Deployment
Production deployment guide for Server Monitoring. Choose Docker Compose for quick deploys or bare metal with systemd for full control.
[toc]
Prerequisites
- Python 3.10+
uv- Redis (message broker for Celery)
- Nginx (reverse proxy, optional but recommended)
Environment Variables
Create /etc/server-monitoring/env (systemd) or .env (Docker) with these values:
| Variable | Default | Required | Purpose |
|---|---|---|---|
DJANGO_SECRET_KEY | — | Yes | Cryptographic signing key |
DJANGO_DEBUG | 1 | Yes (set 0) | Disable debug mode in production |
DJANGO_ALLOWED_HOSTS | — | Yes | Comma-separated hostnames (e.g. monitoring.example.com) |
CELERY_BROKER_URL | redis://localhost:6379/0 | No | Redis broker URL |
ENABLE_CELERY_ORCHESTRATION | 1 | No | Enable async pipeline via Celery |
API_KEY_AUTH_ENABLED | 0 | No | Require API keys for endpoints |
RATE_LIMIT_ENABLED | 0 | No | Enable rate limiting middleware |
WEBHOOK_SECRET_<DRIVER> | — | No | Signature verification per driver (e.g.

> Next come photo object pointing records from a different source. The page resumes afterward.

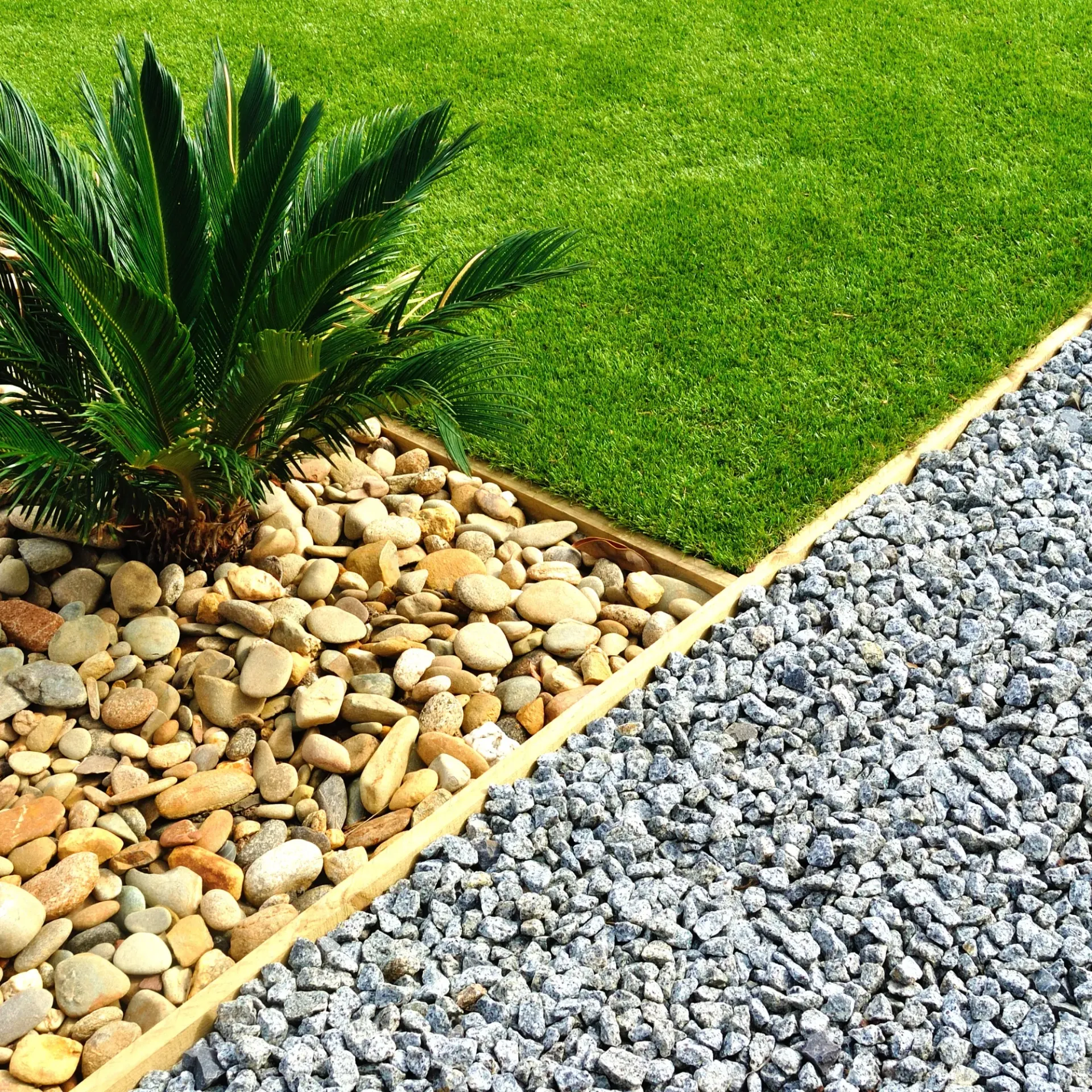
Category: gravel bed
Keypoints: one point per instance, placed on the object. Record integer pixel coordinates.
(841, 846)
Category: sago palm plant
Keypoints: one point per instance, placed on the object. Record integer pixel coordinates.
(185, 314)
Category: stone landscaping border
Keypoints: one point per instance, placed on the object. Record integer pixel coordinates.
(165, 1043)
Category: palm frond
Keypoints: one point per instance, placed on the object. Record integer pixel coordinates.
(176, 200)
(43, 473)
(258, 104)
(218, 139)
(59, 165)
(396, 176)
(309, 292)
(336, 160)
(511, 266)
(141, 350)
(280, 359)
(251, 226)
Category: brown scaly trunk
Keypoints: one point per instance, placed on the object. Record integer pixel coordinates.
(196, 543)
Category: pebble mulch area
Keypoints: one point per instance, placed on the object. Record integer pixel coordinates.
(188, 762)
(842, 846)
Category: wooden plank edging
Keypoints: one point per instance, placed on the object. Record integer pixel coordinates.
(162, 1046)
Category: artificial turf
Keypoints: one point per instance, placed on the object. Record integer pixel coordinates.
(815, 225)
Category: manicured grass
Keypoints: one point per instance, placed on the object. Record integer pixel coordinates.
(816, 225)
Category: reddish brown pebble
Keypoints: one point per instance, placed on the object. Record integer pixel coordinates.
(184, 833)
(27, 626)
(129, 708)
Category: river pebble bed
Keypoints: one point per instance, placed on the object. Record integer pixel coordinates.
(840, 846)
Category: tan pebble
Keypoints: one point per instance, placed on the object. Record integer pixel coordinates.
(90, 840)
(148, 1008)
(44, 1060)
(326, 754)
(209, 968)
(65, 886)
(342, 864)
(86, 1027)
(434, 744)
(482, 708)
(387, 768)
(189, 940)
(220, 911)
(176, 984)
(249, 934)
(375, 832)
(415, 787)
(107, 1042)
(431, 804)
(32, 858)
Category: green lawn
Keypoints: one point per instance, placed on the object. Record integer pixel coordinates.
(815, 225)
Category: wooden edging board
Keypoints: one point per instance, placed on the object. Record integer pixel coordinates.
(162, 1046)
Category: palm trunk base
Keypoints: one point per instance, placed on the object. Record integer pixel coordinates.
(202, 543)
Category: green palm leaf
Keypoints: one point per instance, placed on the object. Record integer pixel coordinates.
(281, 359)
(175, 197)
(311, 289)
(396, 178)
(184, 317)
(59, 165)
(218, 141)
(142, 352)
(258, 105)
(251, 225)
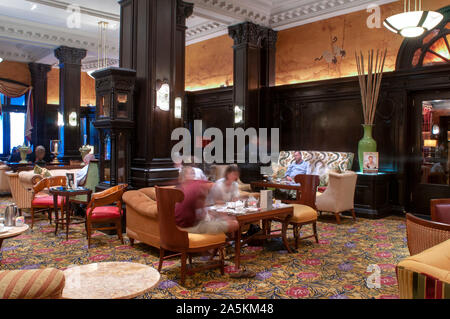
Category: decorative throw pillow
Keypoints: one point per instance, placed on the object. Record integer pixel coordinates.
(42, 171)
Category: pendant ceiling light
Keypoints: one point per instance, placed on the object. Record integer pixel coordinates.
(411, 24)
(102, 48)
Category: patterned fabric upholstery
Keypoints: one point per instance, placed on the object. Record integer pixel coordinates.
(320, 162)
(32, 284)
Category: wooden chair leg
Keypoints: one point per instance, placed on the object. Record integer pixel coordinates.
(296, 235)
(32, 217)
(338, 218)
(161, 258)
(89, 231)
(183, 268)
(222, 261)
(119, 230)
(316, 235)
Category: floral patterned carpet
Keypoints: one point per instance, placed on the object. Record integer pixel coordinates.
(336, 268)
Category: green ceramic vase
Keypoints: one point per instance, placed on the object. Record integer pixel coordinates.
(367, 144)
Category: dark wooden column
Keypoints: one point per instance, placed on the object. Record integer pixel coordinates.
(70, 99)
(39, 83)
(254, 68)
(268, 58)
(151, 43)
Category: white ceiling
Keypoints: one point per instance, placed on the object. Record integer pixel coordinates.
(31, 29)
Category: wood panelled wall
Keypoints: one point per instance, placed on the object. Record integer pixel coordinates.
(327, 116)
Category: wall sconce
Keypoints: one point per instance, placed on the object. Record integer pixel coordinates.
(435, 130)
(73, 119)
(238, 114)
(60, 120)
(178, 107)
(163, 95)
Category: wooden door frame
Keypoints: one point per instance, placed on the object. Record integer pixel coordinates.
(414, 130)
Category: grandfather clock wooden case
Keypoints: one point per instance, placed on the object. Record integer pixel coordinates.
(114, 120)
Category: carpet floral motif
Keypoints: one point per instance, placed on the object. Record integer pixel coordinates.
(336, 268)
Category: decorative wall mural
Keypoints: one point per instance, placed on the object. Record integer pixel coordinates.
(332, 57)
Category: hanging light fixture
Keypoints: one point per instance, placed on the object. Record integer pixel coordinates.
(412, 24)
(102, 49)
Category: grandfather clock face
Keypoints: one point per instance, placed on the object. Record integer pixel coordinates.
(104, 106)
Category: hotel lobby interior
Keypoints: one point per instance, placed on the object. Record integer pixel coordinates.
(118, 181)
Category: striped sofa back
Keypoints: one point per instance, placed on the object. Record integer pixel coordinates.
(32, 284)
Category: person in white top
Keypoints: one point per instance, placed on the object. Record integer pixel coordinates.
(225, 189)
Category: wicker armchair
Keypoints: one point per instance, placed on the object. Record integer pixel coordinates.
(423, 234)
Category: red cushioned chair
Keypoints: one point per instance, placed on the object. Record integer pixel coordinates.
(100, 211)
(44, 203)
(440, 210)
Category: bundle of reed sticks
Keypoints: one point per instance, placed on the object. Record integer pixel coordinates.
(370, 84)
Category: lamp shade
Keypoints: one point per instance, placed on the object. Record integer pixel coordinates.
(414, 23)
(430, 143)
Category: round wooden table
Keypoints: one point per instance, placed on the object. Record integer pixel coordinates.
(66, 193)
(11, 233)
(114, 280)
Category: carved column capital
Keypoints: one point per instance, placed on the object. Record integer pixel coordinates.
(247, 33)
(70, 55)
(271, 38)
(184, 11)
(38, 71)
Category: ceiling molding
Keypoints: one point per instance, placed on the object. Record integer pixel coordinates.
(91, 12)
(317, 11)
(36, 34)
(94, 65)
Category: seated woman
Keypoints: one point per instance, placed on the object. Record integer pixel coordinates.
(191, 214)
(82, 174)
(226, 189)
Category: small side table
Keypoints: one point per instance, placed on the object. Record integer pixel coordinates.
(11, 233)
(115, 280)
(66, 193)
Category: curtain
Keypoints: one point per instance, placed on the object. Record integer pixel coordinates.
(12, 90)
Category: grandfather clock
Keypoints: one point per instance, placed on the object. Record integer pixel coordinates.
(114, 120)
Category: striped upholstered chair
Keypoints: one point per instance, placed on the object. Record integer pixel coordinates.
(32, 284)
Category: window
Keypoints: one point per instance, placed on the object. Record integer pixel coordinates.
(12, 123)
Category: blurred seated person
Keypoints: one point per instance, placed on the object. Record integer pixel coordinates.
(225, 189)
(81, 175)
(38, 156)
(299, 167)
(199, 175)
(191, 215)
(15, 155)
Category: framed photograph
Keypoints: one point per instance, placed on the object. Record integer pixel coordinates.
(71, 180)
(371, 163)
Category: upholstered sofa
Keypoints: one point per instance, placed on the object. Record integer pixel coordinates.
(426, 275)
(321, 163)
(32, 284)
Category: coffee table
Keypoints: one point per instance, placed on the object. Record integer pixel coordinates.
(283, 214)
(114, 280)
(13, 232)
(297, 188)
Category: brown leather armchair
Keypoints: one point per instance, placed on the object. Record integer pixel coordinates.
(142, 216)
(440, 210)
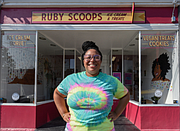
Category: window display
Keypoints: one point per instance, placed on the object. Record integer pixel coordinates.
(159, 49)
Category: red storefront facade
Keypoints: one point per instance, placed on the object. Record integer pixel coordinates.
(29, 116)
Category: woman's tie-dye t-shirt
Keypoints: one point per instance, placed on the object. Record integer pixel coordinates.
(90, 100)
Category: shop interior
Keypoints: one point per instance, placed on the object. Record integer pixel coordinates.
(120, 51)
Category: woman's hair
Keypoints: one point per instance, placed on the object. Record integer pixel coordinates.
(89, 45)
(164, 65)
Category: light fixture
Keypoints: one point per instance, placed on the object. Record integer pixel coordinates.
(52, 45)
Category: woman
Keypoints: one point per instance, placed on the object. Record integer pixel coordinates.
(90, 95)
(160, 67)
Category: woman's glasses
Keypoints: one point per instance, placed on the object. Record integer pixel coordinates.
(89, 57)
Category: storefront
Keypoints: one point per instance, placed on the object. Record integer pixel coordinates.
(40, 46)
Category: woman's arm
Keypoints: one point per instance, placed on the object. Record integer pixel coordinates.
(61, 106)
(120, 107)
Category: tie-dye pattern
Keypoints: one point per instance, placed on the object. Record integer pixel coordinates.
(90, 100)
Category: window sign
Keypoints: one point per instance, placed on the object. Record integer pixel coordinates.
(159, 52)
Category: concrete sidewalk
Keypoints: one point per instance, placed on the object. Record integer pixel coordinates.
(121, 124)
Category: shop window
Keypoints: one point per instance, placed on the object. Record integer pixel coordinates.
(50, 68)
(69, 62)
(17, 66)
(160, 70)
(131, 67)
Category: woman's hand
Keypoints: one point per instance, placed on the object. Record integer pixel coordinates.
(66, 117)
(112, 116)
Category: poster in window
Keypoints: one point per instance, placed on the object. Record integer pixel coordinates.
(128, 79)
(117, 75)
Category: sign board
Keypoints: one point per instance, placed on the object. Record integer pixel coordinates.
(88, 17)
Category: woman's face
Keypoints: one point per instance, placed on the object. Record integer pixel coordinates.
(157, 71)
(92, 62)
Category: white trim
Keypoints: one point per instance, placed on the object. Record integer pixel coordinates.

WEBHOOK_SECRET_GRAFANA) |
Minimal production .env:
DJANGO_SECRET_KEY=your-random-secret-key-here
DJANGO_DEBUG=0
DJANGO_ALLOWED_HOSTS=monitoring.example.com
ENABLE_CELERY_ORCHESTRATION=1
Generate a secret key:
python -c "from django.core.management.utils import get_random_secret_key; print(get_random_secret_key())"
Option 1: Docker Compose
The fastest way to get a production stack running. Includes Django (gunicorn), Celery worker, and Redis.
Quick start: Run
./bin/install.shand select docker mode to automate the steps below (.envsetup, build, start, and health verification).
1.1 Clone and configure
git clone git@github.com:ikidnapmyself/server-monitoring.git
cd server-monitoring
cp .env.sample .env
Edit .env with the production values from the table above. The Docker Compose file reads config from .env and automatically overrides CELERY_BROKER_URL to use the internal redis service hostname — you do not need to change that value in .env for Docker deployments.
1.2 Start the stack
docker compose -f deploy/docker/docker-compose.yml up -d
This starts three services:
| Service | What it does |
|---|---|
redis | Message broker for Celery |
web | Django app served by gunicorn on port 8000 |
celery | Celery worker processing pipeline tasks |
1.3 Verify
# Check all services are running
docker compose -f deploy/docker/docker-compose.yml ps
# Check logs
docker compose -f deploy/docker/docker-compose.yml logs web
docker compose -f deploy/docker/docker-compose.yml logs celery
# Test health endpoint
curl http://localhost:8000/alerts/webhook/
1.4 Run migrations manually (if needed)
Migrations run automatically on container start. To run them manually:
docker compose -f deploy/docker/docker-compose.yml exec web python manage.py migrate
1.5 Create an API key
docker compose -f deploy/docker/docker-compose.yml exec web python manage.py shell -c "
from config.models import APIKey
key = APIKey.objects.create(name='my-service')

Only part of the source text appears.